Maine activists had hoped to ship the seized items to Cuba, along with supplies that made it across the border during a scuffle with federal agents.
Dean Boyd, a spokesman for the U.S. Customs Service in Washington, said the Brunswick-based Let Cuba Live Committee of Maine which was confronted at the border in Coburn Gore did not have a license to ship items to Cuba.
The items, including two anesthesiology machines, were held at the border overnight Monday after agents and police stopped a caravan of committee members. The Office of Foreign Assets Control, a branch of the Treasury Department, made the decision to retain the items on Tuesday, Boyd said.
But the committee, which seeks to end the U.S. embargo on Cuba and ships humanitarian supplies to Cuba via Canada and Mexico, nonetheless won a partial victory.
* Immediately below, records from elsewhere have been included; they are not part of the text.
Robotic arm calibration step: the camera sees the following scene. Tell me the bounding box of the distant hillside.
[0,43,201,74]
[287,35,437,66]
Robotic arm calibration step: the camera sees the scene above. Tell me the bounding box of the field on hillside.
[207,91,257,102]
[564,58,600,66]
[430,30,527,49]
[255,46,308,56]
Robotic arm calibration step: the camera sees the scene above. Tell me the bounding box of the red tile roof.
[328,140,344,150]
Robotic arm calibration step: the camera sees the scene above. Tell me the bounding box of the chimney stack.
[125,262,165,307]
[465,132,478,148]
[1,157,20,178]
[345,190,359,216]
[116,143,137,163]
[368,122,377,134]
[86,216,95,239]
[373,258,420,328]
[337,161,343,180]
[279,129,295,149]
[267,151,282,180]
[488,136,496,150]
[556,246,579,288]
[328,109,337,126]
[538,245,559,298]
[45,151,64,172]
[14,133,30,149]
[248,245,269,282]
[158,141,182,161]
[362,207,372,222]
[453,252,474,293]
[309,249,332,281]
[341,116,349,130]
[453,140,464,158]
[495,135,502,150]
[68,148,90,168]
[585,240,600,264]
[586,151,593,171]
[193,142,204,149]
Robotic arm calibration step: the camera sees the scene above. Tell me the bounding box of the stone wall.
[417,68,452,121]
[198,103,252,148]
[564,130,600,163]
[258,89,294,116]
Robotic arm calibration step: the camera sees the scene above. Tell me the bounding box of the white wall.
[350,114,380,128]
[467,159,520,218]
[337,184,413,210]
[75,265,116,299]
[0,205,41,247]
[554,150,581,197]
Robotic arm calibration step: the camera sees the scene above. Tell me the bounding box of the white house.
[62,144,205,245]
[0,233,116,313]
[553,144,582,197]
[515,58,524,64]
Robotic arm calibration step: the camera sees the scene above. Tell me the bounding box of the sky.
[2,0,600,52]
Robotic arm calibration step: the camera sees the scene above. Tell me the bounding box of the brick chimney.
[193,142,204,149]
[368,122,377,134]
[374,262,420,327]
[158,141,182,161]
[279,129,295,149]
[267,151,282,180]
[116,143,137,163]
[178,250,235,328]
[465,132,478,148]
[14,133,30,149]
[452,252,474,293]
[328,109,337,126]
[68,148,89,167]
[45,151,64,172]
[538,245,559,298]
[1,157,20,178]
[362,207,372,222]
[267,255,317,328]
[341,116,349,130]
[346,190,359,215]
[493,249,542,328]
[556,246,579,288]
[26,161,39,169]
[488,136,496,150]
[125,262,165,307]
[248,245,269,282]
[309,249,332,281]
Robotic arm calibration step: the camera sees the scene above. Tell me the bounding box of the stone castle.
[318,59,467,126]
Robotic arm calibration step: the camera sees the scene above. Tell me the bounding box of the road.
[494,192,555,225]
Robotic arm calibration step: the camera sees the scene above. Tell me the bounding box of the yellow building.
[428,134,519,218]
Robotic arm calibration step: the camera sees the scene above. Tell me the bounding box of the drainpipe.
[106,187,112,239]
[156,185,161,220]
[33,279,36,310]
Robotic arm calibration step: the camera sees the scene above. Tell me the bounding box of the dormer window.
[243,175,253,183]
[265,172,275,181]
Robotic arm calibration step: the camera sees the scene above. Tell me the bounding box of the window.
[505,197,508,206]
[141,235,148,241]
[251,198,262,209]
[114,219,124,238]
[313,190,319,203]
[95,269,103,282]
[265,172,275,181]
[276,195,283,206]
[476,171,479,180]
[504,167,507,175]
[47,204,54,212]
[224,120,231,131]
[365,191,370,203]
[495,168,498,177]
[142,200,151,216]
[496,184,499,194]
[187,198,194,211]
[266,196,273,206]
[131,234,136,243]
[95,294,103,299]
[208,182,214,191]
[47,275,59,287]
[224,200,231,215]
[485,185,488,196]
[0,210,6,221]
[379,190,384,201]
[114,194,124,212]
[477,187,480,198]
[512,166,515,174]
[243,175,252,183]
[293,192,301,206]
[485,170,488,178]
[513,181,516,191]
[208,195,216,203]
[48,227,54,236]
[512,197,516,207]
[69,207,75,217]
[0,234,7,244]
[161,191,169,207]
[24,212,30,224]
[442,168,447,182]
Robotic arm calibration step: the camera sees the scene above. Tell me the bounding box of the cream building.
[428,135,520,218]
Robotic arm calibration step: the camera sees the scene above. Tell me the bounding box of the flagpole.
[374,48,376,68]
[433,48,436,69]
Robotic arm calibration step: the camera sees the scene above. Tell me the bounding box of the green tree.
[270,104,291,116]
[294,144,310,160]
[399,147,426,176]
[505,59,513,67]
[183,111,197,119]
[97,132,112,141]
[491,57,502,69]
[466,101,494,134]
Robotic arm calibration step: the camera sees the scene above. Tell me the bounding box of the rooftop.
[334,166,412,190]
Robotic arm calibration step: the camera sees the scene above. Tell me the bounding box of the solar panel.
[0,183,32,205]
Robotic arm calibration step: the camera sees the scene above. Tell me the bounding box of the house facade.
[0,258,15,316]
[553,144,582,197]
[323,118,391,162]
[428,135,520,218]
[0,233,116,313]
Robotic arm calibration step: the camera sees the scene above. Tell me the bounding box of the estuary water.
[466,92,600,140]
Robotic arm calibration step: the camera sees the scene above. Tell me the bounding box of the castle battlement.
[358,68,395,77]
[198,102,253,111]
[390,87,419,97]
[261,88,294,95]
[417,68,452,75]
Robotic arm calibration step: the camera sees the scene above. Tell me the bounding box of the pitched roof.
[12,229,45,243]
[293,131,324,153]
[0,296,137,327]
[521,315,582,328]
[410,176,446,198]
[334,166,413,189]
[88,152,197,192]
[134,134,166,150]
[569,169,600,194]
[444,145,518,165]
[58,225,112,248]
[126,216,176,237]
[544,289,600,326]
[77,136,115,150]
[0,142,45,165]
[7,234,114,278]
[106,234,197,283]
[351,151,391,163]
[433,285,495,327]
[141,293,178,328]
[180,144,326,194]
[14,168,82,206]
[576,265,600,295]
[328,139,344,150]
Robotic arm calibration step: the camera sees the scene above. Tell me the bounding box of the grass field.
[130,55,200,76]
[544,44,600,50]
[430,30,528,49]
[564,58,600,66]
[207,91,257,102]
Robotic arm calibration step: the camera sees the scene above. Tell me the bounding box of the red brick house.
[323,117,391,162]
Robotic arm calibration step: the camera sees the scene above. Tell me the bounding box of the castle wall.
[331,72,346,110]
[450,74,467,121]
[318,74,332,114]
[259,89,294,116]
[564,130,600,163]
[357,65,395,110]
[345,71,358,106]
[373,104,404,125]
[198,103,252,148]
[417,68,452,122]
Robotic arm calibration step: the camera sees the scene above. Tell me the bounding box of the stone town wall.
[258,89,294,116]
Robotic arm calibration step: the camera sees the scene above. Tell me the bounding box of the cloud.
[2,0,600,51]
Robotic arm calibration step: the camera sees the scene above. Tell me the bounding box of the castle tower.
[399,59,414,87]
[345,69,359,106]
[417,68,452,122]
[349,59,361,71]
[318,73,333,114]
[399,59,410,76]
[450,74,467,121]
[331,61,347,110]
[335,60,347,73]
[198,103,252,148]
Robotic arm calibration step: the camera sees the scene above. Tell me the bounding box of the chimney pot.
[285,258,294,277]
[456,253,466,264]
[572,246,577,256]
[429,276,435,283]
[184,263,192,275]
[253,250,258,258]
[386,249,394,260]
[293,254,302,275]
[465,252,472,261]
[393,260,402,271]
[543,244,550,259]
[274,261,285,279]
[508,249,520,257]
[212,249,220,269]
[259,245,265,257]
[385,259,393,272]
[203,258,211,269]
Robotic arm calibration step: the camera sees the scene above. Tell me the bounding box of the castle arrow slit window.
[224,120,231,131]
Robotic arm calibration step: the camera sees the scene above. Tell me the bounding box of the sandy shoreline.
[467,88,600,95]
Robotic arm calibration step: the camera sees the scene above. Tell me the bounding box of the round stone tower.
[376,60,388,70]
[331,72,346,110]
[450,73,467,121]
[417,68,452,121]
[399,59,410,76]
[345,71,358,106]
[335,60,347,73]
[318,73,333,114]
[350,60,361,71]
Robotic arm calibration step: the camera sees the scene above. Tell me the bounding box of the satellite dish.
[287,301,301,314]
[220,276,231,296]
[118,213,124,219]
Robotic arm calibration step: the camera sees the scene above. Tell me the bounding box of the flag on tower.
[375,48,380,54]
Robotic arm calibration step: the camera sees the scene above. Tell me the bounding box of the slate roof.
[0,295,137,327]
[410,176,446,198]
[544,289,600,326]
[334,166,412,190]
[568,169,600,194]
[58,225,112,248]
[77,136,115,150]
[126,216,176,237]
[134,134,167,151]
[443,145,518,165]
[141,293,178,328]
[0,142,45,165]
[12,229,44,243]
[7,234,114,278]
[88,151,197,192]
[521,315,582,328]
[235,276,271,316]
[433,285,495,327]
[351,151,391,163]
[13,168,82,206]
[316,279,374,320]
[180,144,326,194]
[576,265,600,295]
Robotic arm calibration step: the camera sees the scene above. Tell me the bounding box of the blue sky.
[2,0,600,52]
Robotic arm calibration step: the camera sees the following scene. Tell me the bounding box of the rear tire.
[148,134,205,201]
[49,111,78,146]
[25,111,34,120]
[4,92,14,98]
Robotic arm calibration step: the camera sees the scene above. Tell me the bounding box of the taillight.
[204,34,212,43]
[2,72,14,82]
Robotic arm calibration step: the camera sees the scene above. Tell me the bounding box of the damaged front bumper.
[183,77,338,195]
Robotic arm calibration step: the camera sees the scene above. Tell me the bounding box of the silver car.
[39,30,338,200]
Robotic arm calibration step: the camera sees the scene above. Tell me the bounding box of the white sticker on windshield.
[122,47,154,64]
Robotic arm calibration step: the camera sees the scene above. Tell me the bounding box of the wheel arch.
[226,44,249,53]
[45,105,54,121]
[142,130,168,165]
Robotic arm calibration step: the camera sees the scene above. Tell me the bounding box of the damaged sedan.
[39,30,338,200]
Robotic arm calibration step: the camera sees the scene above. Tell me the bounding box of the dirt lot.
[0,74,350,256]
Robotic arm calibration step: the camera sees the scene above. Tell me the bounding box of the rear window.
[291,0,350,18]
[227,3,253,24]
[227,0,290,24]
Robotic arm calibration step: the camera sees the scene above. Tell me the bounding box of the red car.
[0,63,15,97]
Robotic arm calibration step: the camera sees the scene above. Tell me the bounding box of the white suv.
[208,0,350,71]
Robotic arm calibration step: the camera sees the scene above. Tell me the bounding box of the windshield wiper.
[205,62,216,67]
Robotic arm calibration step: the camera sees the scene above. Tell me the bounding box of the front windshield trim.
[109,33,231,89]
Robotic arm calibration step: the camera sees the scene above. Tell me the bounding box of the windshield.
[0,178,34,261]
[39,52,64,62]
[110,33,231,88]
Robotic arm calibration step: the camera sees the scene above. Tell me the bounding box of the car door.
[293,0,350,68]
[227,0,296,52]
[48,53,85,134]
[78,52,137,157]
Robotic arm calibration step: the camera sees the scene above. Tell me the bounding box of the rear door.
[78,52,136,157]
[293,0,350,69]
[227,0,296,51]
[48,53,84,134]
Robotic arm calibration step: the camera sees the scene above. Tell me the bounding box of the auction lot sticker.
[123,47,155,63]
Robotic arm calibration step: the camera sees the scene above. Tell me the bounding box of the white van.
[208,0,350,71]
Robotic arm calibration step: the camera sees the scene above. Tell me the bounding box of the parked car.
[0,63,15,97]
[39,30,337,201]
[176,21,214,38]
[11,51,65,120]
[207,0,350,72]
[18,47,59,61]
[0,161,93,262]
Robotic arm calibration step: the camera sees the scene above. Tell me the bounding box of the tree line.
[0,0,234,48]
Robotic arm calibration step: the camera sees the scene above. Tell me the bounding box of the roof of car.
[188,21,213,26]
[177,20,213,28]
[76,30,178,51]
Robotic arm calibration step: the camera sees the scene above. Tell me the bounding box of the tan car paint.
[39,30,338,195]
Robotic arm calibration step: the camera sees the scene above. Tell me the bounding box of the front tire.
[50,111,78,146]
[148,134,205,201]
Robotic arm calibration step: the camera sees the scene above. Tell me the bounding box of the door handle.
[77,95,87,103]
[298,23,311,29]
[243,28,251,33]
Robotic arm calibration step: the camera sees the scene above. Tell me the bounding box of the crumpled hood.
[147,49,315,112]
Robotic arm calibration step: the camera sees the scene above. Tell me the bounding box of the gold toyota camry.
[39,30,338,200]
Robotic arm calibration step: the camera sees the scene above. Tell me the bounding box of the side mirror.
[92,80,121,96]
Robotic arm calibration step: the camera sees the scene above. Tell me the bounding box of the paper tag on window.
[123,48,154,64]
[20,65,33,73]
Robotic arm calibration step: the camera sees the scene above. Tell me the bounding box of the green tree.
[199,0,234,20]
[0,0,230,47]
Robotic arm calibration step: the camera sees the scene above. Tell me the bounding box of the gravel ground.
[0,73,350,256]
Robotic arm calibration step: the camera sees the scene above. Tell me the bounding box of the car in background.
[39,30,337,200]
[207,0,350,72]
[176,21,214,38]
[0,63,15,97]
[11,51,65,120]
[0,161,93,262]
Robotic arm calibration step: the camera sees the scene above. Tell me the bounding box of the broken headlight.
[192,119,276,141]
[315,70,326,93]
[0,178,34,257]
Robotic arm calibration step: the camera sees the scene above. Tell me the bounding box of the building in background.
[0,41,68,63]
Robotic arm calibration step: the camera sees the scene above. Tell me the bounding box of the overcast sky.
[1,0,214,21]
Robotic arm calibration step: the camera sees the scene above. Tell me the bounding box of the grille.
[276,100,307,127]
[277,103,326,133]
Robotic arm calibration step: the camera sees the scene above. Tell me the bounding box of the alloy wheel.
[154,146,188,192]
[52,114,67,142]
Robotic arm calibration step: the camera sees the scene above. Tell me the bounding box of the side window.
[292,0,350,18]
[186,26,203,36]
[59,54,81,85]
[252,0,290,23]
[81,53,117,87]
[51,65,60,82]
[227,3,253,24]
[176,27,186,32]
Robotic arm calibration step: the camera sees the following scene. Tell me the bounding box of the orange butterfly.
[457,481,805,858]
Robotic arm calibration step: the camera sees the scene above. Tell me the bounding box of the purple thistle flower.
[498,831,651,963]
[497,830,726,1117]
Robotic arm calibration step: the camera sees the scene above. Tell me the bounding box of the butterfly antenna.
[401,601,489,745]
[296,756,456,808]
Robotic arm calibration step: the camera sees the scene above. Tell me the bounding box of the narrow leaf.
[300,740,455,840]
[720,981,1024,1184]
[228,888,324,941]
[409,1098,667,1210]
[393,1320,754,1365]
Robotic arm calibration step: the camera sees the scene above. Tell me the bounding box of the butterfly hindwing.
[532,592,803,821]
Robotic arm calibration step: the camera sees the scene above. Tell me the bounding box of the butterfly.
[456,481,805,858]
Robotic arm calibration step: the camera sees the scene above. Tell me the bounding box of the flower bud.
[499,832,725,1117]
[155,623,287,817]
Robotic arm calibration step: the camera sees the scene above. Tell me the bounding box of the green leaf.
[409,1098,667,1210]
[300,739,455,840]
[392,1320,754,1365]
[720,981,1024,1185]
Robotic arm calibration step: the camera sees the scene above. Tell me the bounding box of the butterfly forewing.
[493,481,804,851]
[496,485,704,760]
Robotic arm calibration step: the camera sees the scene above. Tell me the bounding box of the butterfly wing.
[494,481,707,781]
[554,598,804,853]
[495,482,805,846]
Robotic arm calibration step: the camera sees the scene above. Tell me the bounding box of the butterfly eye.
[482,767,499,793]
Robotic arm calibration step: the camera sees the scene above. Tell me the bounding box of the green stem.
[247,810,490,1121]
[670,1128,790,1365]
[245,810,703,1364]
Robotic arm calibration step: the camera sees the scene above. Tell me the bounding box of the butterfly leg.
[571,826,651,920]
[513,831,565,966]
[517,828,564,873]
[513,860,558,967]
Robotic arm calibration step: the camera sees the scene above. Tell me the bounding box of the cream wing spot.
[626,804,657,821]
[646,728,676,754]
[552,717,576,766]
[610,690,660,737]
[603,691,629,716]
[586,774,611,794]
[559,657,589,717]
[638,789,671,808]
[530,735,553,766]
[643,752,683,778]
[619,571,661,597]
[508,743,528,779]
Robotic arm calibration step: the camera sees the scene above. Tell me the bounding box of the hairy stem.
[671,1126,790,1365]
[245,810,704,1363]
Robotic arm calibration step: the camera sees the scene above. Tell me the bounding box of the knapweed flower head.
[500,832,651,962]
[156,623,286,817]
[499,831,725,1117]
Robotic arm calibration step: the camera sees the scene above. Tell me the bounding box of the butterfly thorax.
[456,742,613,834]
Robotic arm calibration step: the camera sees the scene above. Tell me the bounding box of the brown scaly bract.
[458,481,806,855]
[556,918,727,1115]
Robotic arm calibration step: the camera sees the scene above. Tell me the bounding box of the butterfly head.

When agents stopped the caravan Monday, the activists and 10 Canadian supporters who met them started carrying items into Canada.
Government agents tried to stop them, said Renee Cote of Auburn, who was among those trying to cross the border on Route 27.
"There were more of us than of them, so we were able to get about 30 boxes over to the Canadian side," she said. "But there were many scuffles where they grabbed boxes and knocked people over."
She said "a sizable pile" of boxes ended up on the Canadian side and were taken to Montreal, where a group called the Quebec-Cuba Friendship Association will send them to Cuba by boat.
Boyd said the agents at the border handled the dispute properly.
"There was nobody hurt, no violence," he said. "We acted with a lot of restraint."
Federal officials knew in advance that the group planned to try to move equipment without a permit.
The group had issued a news release before its personnel and vehicles reached the border that said members knew they needed a license but would refuse to apply for one, Boyd said.
"They knew what the rules are and obviously wanted to make a point and draw some media attention," Boyd said.
Officials at the border sent a license application to the U.S. Office of Foreign Assets Control in Washington, D.C., for the committee. But the committee did not want a license and doesn't think it should be required, Cote said.
"The reason we refused (to accept a license) is because we want to draw attention to a law we consider unjust and ridiculous," she said.
Late Tuesday afternoon, six of the activists remained at the border awaiting a decision on whether the government would keep the seized vehicles and equipment.
Dr. Thomas Whitney, a Norway pediatrician and activist, said the group spent the day standing along the road with signs expressing their views of American relations with Cuba.
The committee can file a petition with the government to seek return of the supplies and equipment, which are on two pickup trucks and a U-Haul. The vehicles will be returned to the committee, Boyd said.